On my first day of work I guess you could say I came back down to Earth. With the afterglow of the initial job offer still burning in my eye it seemed that things were so much more sparkling than they actually were. In my mind I had visions of my new coworkers swarming around me trying to get me up to speed on my new responsibilities. The reality of what happens over a few hours versus a few minutes is that those same coworkers are tied up in phone meetings or offsite meetings about 50% of their time and so it can feel a bit solitary and quiet.
I’ve been used to jobs where I was valued in sitting behind my computer terminal writing or composing material. Now I’m starting to join the ranks of the many who seem successful in the corporate environment. Once you become sufficiently important, valued, in sometime of leadership role, in the mainstream of the action you life seems more and more revolved around meetings. You calendar now becomes partial property of a secretary who can without your consent schedule you up for a meeting. And if you just want to call up someone or chat with someone down the hallway, you may be out of luck, and you may just have to schedule a meeting.
The inner child within me has probably perceived that the more you moved and traveled in your job the more important you were. You were living the faced paced life. “Hey there it was good to meet with you, maybe we can talk next week when I’m back in town. I’ve got to head off to a meeting at our site in DC and then I’ve got to visit a customer over in Brussells…. blah blah blah” And so I see this faced paced life working quite a bit with many of my middle-aged colleagues at work. Certainly anyone who has been my supervisor has traveled a lot and been tied up in meetings in the office and over the phone. And time flies. And in this flurry of activity it seems that if you make a list of goals and things to achieve those goals, all those things and goals frequently get pushed aside because your brain is tied up participating in meetings, preparing for meetings, traveling to and from meetings, and scheduling meetings.

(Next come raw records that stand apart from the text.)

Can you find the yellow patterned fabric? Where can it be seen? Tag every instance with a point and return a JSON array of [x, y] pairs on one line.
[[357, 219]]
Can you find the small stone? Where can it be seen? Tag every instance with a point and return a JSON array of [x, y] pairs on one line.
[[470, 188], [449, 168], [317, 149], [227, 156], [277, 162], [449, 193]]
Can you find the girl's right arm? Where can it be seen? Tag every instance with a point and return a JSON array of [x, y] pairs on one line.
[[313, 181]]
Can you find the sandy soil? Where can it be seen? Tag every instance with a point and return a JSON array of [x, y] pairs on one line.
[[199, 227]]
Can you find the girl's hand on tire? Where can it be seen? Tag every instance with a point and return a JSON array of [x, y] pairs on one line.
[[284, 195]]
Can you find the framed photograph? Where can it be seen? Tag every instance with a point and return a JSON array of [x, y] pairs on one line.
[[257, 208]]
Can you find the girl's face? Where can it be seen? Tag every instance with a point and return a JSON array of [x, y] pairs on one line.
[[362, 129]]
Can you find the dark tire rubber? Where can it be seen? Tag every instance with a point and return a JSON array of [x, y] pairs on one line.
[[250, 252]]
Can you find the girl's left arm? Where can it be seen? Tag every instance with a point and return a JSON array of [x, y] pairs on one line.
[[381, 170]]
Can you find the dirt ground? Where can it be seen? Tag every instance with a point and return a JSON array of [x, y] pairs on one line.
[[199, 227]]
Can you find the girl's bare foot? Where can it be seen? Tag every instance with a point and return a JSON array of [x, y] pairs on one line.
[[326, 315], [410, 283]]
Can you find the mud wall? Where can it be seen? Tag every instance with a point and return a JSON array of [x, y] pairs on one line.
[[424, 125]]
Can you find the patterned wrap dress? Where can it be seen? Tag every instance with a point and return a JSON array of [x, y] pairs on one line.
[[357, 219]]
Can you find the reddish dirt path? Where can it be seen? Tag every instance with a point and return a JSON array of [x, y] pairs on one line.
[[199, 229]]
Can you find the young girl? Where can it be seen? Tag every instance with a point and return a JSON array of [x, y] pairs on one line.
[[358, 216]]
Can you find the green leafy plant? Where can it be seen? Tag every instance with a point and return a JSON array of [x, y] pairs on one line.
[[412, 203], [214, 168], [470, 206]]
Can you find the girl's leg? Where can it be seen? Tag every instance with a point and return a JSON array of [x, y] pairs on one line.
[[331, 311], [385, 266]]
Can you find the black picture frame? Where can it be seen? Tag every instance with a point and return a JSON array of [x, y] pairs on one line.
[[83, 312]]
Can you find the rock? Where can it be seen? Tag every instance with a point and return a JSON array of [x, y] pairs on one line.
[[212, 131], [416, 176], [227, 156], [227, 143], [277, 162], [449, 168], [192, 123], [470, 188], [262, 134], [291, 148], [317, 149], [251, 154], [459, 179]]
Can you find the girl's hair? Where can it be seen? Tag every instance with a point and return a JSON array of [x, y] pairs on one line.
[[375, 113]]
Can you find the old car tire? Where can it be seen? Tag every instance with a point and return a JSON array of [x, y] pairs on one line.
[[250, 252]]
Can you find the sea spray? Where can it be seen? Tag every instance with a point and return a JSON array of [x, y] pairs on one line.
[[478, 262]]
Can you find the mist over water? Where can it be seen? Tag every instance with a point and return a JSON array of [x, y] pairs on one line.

So my naive inner child steps me back and thinks something here doesn’t feel right. Why can’t we just go in our office sit and look out the window at the sun? Why can’t we just color in our book? Why can’t we just explore all the hallways of the big building and go up and down all the many many elevators? Why is everyone always vacant either staring into a computer screen for hours at a time or behind a closed door in a long phone call, or away for a lot time at some other location? Why do people prefer to eat lunch alone in their office? Why doesn’t everyone just all go to the cafeteria when the lunch bell rings and sit at the same tables? Why isn’t there a lunch bell?